Seventy years of ongoing Nakba

Today on the 70th anniversary of the Nakba ('catastrophe') MAP CEO Aimee Shalan writes from Gaza: 

On 15 May we commemorate the 70th anniversary of the Nakba, when three quarters of a million Palestinians were forced to leave their homes. My father, 17 at the time and living in Haifa, was one of them. From Haifa, Safad, Yaffa, Acre, Nazareth and elsewhere, some 100,000 Palestinians fled to Lebanon and, with their descendants, have been prevented ever since from returning.  

The Palestinians of Lebanon, half of them in 12 overcrowded camps with limited essential services and poor sanitary conditions, are among the worst off in the region. My family were lucky they didn’t end up in one of these camps, whose residents are virtually condemned to poverty, marginalisation and subsequent ill-health. This community has also endured the horrors of the Lebanese Civil War, including massacres and further displacement, disappearances and hunger and so much more besides.

The Palestinians of Lebanon are of course just one segment of the Palestinian refugee diaspora. There are now 5 million Palestinian refugees registered with UNRWA, in Gaza, the West Bank, Lebanon, Jordan and Syria.  They all continue to suffer the hardships and lack of dignity associated with being refugees. 

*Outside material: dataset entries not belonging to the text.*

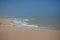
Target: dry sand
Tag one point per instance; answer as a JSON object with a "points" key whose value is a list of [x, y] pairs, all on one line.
{"points": [[9, 32]]}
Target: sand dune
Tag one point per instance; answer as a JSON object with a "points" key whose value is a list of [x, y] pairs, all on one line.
{"points": [[9, 32]]}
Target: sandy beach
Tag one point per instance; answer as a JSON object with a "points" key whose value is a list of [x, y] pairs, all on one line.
{"points": [[9, 32]]}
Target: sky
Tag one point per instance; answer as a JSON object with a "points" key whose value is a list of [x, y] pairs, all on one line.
{"points": [[32, 8]]}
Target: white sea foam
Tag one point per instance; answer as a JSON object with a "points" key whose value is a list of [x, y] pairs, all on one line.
{"points": [[22, 22]]}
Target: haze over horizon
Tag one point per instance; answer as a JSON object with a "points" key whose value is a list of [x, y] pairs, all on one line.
{"points": [[46, 8]]}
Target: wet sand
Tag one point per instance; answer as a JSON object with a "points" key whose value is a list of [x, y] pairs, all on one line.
{"points": [[9, 32]]}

At MAP, we are dedicated to working for the health and dignity of Palestinians, whether as refugees or under occupation. I am proud that we have fantastic teams in Gaza, the West Bank and Lebanon working tremendously hard every day towards those goals.  But it devastates me that this work is still required.  With the death toll and number of casualties rising at such an appalling rate in Gaza today, where I write this now on 14 May, we remember the Nakba and mourn the losses suffered 70 years ago and every day since.